Chez les patients présentant des variantes de haut grade de MCAD (présence de C-signes) et une évolution clinique progressive, des médicaments cytoréducteurs sont recommandés et sont prescrits en association avec des médicaments de type anti-médiateur. Les options thérapeutiques potentielles sont l’interféron-α et la 2-chlorodésoxyadénosine (2-CdA, cladribine). L’interféron-α est fréquemment associé à la prednisone et est couramment utilisé comme thérapie cytoréductive de première intention pour la SM agressive. Il améliore l’organopathie liée à la SM dans une proportion de cas, mais est associé à des effets indésirables considérables (par exemple, symptômes pseudo-grippaux, myélosuppression, dépression, hypothyroïdie), ce qui peut limiter son utilisation dans le MCAD. L’interféron-α PEGylé s’est avéré aussi efficace et moins toxique que la forme non PEGylée dans certaines maladies myéloprolifératives chroniques, mais il n’a pas été spécifiquement étudié dans le MCAD. La 2-chlorodésoxyadénosine (2-CdA) est généralement réservée au traitement de dernier choix des patients atteints de SM agressif, réfractaires ou intolérants à l’interféron-α. Les toxicités potentielles du 2-CdA comprennent une myélosuppression et une lymphopénie significatives et potentiellement prolongées avec un risque accru d’infections opportunistes. Les patients qui échouent au traitement par interféron-α et 2-CdA sont des candidats pour des médicaments expérimentaux. Cependant, ces manœuvres thérapeutiques et leurs effets bénéfiques potentiels doivent être mis en balance avec le risque à long terme et les effets secondaires graves de ces thérapies (souvent immunosuppressives ou / et mutagènes). La polychimiothérapie, y compris les schémas d’induction intensifs du type utilisé dans le traitement de la leucémie myéloïde aiguë, ainsi que la thérapie à haute dose avec sauvetage par cellules souches, représentent des approches expérimentales limitées à des patients rares et sélectionnés. Divers autres agents auraient une activité in vitro contre au moins certaines mutations associées au MCAD et pourraient jouer un rôle futur dans le traitement de cette maladie.

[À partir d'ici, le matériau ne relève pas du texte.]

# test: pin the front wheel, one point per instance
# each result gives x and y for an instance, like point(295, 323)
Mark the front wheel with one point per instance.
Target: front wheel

Il n’existe pas encore d’outils pour prédire lesquels spécifiques le schéma thérapeutique sera optimal pour chaque patient MCAD. Cependant, en particulier dans la maladie non agressive (comprenant la grande majorité des patients), une amélioration au moins partielle est généralement réalisable avec un régime ou un autre, et le praticien est donc obligé de poursuivre les essais thérapeutiques jusqu’à ce qu’il ne reste plus d’options. Enfin, bien que les essais cliniques sur le MCAD soient rares, leur recrutement doit être une priorité.